Contrat doctoral à l’Université Paris-Sorbonne, Institut des sciences de la communication (CNRS/Paris-Sorbonne/UPMC)

Projet ANR/DFG EUROPTT (Infrastructures, coopération infrastructurelle et continuité de l’intégration européenne : l’Union des postes et des télécommunications européennes)

 

Candidature avant le 26 juin 2017 – prise de fonction octobre/novembre 2017

Résumé

L’Université Paris-Sorbonne recrute un(e) doctorant(e) pour une durée de 36 mois à compter d’octobre ou novembre 2017, afin de contribuer à un projet de recherche franco-allemand sur la place charnière de la Seconde Guerre mondiale dans l’histoire de l’intégration technique du continent européen.

 

Annonce

Le projet ANR/DFG EUROPTT (2017-2020) Infrastructures, coopération infrastructurelle et continuité de l’intégration européenne : l’Union européenne des postes et des télécommunications (Contrat n°ANR-16-FRAL-0013-01) est coordonné par Pascal Griset (Université Paris-Sorbonne, Sirice UMR 8138 et ISCC) et Guido Thiemeyer (Universität Düsseldorf). Il réunit des chercheurs français et allemands basés à Paris, Strasbourg, Düsseldorf et Siegen, pour explorer les continuités et ruptures en matière de coopération technique internationale et d’intégration du continent européen durant la Seconde Guerre mondiale.
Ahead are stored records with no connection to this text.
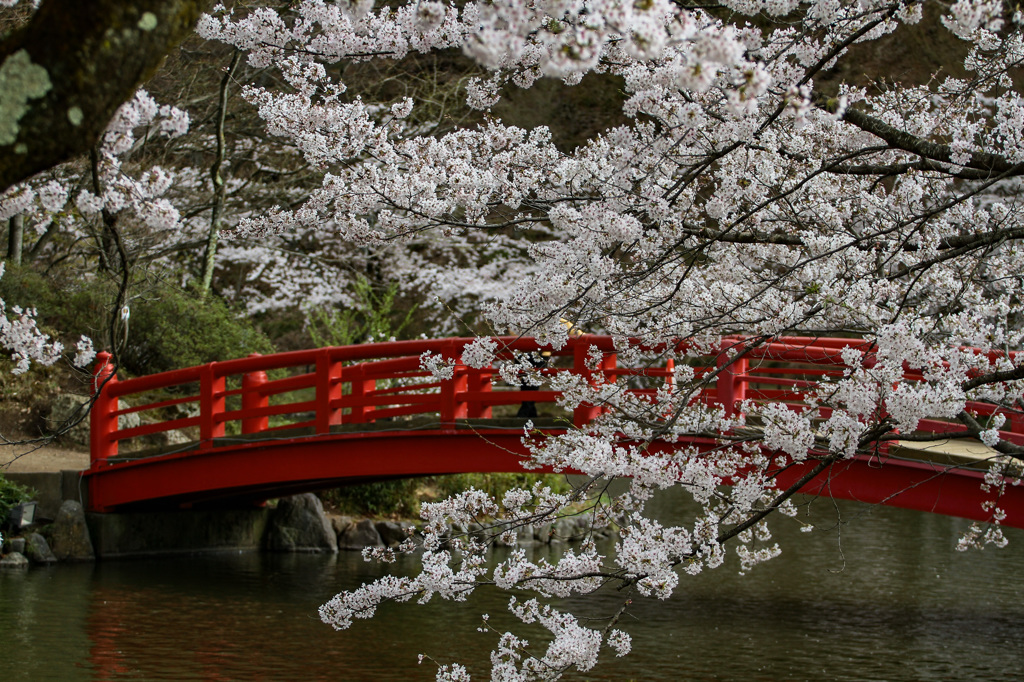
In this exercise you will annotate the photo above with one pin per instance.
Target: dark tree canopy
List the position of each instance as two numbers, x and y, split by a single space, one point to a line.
65 74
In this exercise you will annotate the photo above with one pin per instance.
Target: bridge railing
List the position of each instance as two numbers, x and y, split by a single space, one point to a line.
324 388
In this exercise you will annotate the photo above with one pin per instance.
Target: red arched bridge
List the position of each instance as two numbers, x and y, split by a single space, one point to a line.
265 426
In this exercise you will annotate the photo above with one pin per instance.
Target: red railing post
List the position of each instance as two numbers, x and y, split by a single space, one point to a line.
328 390
585 412
102 421
252 398
730 388
453 390
211 406
361 388
479 381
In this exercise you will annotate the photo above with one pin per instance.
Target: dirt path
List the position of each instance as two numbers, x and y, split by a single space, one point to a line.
31 459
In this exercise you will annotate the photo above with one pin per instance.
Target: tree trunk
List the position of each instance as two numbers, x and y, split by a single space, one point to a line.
218 181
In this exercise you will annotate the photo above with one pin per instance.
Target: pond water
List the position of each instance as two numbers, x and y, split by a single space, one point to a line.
880 596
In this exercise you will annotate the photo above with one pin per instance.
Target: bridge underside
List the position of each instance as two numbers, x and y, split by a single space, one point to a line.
250 472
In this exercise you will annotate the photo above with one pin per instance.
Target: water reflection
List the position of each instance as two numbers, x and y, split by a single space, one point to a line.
882 598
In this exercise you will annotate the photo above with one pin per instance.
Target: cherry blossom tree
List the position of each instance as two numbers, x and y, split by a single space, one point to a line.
748 197
752 192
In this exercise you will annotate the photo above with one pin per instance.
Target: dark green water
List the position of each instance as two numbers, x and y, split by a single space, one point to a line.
884 597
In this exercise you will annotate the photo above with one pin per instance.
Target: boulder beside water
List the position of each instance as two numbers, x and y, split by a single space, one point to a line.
359 535
13 560
70 535
298 524
38 550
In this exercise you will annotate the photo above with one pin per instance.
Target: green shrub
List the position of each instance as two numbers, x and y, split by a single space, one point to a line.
11 495
175 328
169 327
386 498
La Seconde Guerre mondiale représente une césure dans l’histoire de l’intégration européenne. Mais jusqu’à quel point ? Même si le processus d’intégration européenne est de plus en plus inséré par l’historiographie dans des développements de longue durée, ancrés dans le XIXe siècle, cette guerre reste en tant que telle une césure profonde dans la plupart des travaux. Le projet EUROPTT interroge cette césure classique de manière critique en étudiant la coopération des Etats européens pour la régulation des réseaux d’infrastructures transfrontaliers pendant la Seconde Guerre mondiale et en corrélant les développements de cette période aux évolutions antérieures et postérieures. Il met en particulier l’accent sur l’Union européenne des postes et télécommunications (Europäische Post und Fernmeldeverein). Cette organisation internationale fondée en 1942 sur une initiative germano-italienne, avec une large base de membres européens, mérite attention. Le travail original qu’elle a mené en toute stabilité pendant deux ans témoigne aussi de nombreuses continuités avec les développements à l’œuvre avant 1939 et après 1945.

L’hypothèse de départ est que non seulement l’intégration européenne a été poursuivie dans ces secteurs socioéconomiques décisifs que sont les infrastructures, en dépit des fractures politiques, idéologiques et militaires des années de guerre, mais que cette dernière a approfondi la dynamique, jouant un rôle catalyseur sur le continent. Dans ce contexte, les relations franco-allemandes complexes car faites à la fois de collaboration, de coopération et de conflit ont joué un rôle clé.

Le projet est structuré en trois axes de travail interdépendants :

  • l’Union européenne des postes et télécommunications pendant la guerre
  • les continuités, discontinuités et césures dans la coopération dans les domaines des postes et des télécommunications d’un après-guerre à l’autre
  • les points communs et différences avec les autres grands réseaux d’infrastructures.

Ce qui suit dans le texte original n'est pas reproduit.